You might also want to try putting the camera on a tripod. This can be quite handy as once the camera and tripod are set up you can take a photo, adjust your composition slightly, take another photo, adjust again etc. And you can be sure that the camera is positioned correctly for each shot.
A tripod also keeps the camera stable for long exposures. Working with indirect sunlight, exposure times can sometimes be an issue. When hand-holding a camera, especially when holding it out at arms length, you can end up with blurry shots. A tripod will hold the camera completely steady so your shots come out nice and sharp with no motion blur.
The difficulty with using a tripod is positioning it so that the camera is straight down over the items. In some cases you can just position the tripod's head to point down between two of the legs and this will work fine. In other cases you might end up with a tripod foot in the image when doing this.
Another option is extending the tripod legs longer and then reverse-mounting the tripod's center column so that the camera is positioned underneath the tripod rather than on top of it. Note that not all tripods feature a reversible column though.
A third option is to use a boom arm. With a boom arm you position the tripod further away from the composition. Then extend the camera on the boom arm out over the composition, pointing down at it. You need to ensure you have a suitable counterweight on the other end of the boom arm, or you risk it toppling over.
The other thing to be careful of when positioning the camera is that you don't block the light. If you stand between the light source and your composition, then you're either going to get a photo with your shadow over the image, or a photo with extremely soft non-directional lighting (where your shadow covers the whole frame).
One of the good points about a boom arm is that it moves the tripod away from the composition, and so you are much less likely to get the tripod's shadow over the image. However, in most cases you don't need a boom arm. You just need to ensure that you photograph the composition standing on the opposite side of the light source.
Depth of field
For flat lay photography a large depth of field is needed to get everything in focus. Most flat lay photos are taken with camera phones. This is mainly just because camera phones are the most popular type of camera. But they are also well suited to this type of photography because their small image sensors give them a large depth of field.
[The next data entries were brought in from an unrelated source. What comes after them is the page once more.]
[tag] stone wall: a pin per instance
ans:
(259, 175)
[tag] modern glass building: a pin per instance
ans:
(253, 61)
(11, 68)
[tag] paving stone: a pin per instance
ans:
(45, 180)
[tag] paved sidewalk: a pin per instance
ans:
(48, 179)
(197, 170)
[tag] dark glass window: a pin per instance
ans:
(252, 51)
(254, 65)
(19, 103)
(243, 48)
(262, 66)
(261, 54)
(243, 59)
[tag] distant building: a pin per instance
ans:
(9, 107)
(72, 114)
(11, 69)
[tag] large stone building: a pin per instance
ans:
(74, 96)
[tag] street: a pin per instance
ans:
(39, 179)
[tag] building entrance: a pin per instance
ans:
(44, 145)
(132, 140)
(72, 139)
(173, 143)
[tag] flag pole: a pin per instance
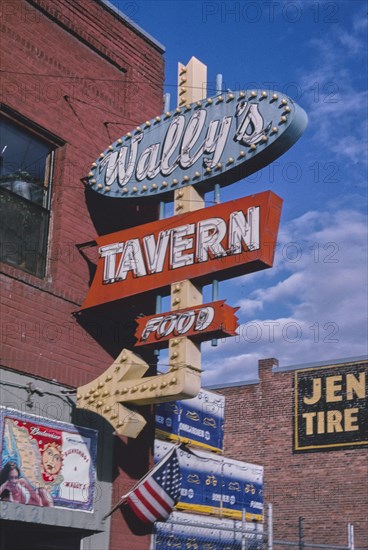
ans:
(123, 498)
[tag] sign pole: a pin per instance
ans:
(192, 87)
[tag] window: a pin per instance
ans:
(26, 162)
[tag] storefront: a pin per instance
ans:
(75, 76)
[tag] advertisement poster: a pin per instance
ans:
(198, 421)
(183, 531)
(216, 485)
(46, 463)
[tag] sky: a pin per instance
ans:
(311, 305)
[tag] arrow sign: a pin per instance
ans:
(123, 382)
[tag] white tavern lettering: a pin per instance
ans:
(182, 246)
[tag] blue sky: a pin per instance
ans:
(312, 305)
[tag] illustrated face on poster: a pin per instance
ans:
(46, 463)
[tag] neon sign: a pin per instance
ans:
(228, 239)
(216, 140)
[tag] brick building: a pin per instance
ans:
(307, 425)
(75, 77)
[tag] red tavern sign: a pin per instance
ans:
(221, 242)
(202, 322)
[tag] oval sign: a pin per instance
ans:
(217, 140)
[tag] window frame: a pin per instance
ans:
(41, 254)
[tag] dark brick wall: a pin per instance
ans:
(83, 75)
(329, 489)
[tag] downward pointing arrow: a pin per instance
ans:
(122, 382)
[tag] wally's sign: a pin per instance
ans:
(229, 239)
(217, 140)
(331, 408)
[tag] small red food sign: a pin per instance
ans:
(202, 322)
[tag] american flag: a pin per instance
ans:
(155, 496)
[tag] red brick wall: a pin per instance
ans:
(80, 73)
(329, 489)
(42, 63)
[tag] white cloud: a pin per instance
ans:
(325, 292)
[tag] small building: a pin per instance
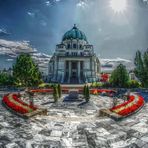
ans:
(74, 60)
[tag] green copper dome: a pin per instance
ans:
(74, 33)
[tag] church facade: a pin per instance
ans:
(74, 60)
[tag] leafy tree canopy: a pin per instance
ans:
(26, 72)
(141, 67)
(119, 77)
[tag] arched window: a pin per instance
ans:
(74, 46)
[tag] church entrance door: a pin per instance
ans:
(74, 72)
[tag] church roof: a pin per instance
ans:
(74, 33)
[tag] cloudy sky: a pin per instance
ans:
(43, 23)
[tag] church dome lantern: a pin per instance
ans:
(74, 33)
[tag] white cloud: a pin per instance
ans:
(32, 14)
(82, 4)
(48, 3)
(13, 48)
(3, 31)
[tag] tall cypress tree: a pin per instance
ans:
(59, 90)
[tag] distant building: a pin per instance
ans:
(74, 60)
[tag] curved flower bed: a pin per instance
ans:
(42, 90)
(13, 102)
(99, 91)
(134, 103)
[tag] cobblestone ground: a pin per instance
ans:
(70, 126)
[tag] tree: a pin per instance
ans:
(87, 95)
(55, 93)
(59, 90)
(141, 67)
(26, 72)
(119, 77)
(6, 79)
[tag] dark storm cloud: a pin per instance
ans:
(43, 23)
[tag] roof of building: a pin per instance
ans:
(74, 33)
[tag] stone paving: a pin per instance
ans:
(70, 126)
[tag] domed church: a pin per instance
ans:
(74, 60)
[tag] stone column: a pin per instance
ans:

If you're using a DSLR or CSC, you'll probably want to use a medium - small aperture such as f/5.6 or f/8 to get as much in focus as possible. This does depend on your subject matter though. A flat lay photo of stamps or postcards doesn't need a large depth of field because there isn't much depth to capture. Whereas a photo of big boots and a watch would, because there is a large depth difference between the height of the boots and the height of the watch.
Here a large aperture was used and focus was placed on the edge of the bowl. This resulted in the items further back (the whisk and spatulas) being out of focus.
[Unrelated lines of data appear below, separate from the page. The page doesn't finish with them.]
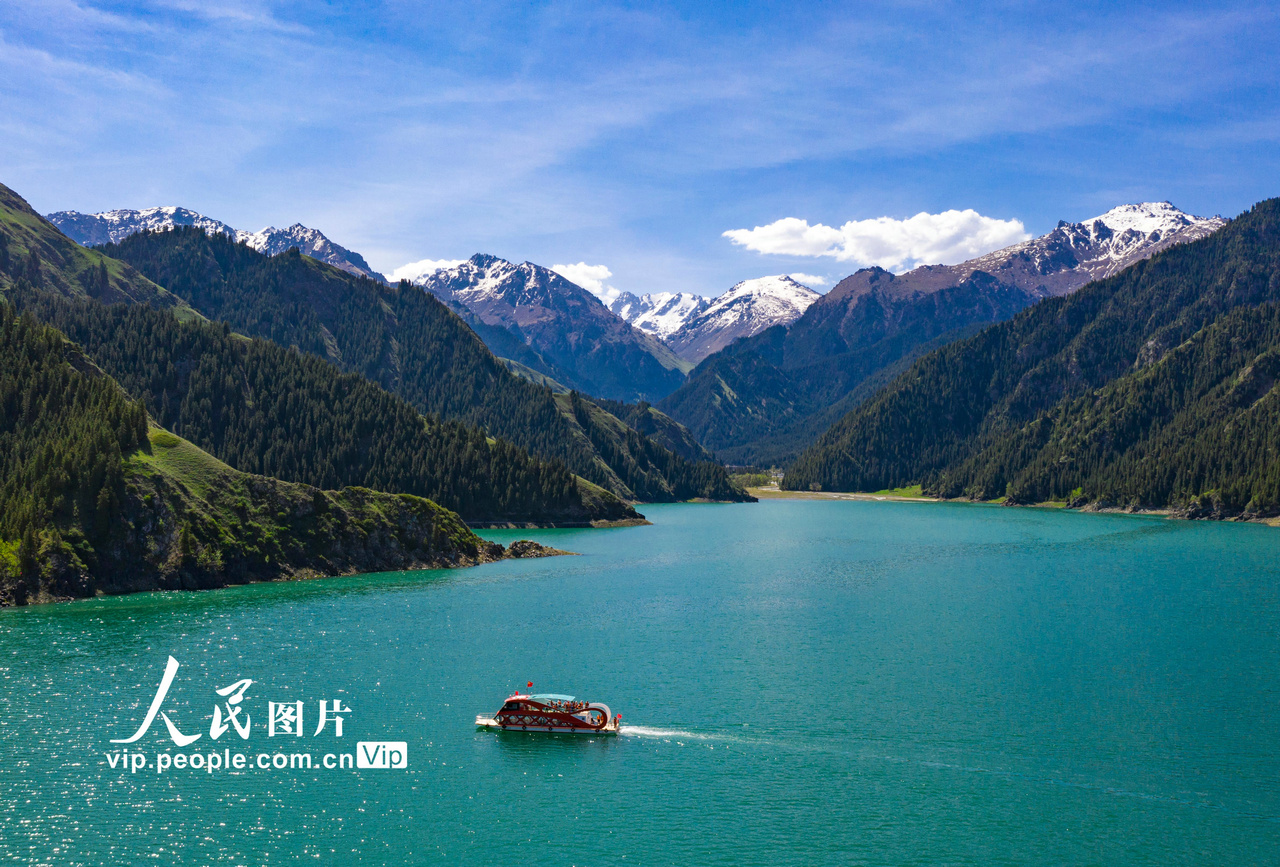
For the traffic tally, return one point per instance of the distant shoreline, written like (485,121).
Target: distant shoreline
(773,492)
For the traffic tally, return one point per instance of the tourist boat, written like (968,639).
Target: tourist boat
(552,712)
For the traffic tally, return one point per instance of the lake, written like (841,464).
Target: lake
(800,683)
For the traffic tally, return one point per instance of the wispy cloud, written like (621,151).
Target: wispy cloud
(896,245)
(615,133)
(590,278)
(415,272)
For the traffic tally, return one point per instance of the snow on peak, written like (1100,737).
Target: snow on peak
(421,269)
(115,226)
(661,314)
(696,325)
(1144,218)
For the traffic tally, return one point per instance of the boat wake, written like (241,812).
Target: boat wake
(667,734)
For this image a slightly smaller aperture was used and focus was manually placed about half-way up the bowl to maximize the amount in focus.
Flat lay can be a great technique for producing compelling photos of items without any expensive equipment. Of course, you can achieve better quality photos using professional camera equipment and lighting, but for images being shared online the difference will be minimal. The effectiveness of a flat lay photo lies mainly in how the items are arranged in relation to one another.
As always, the key to great flat lay photography is understanding the basics, then practice, evaluate, and practice some more. Through experience you learn what works and what doesn't, and arranging a good composition becomes more intuitive.
Liked the post. You’ve said all important points of flat lay photography.
For my flatlay photography I always concern about the right props. I like variety of flowers for the compositions. After finishing my flat lay composition, I prefer a little bit of photo editing that makes my photo more beautiful. I use photoshop and VSCO to edit them.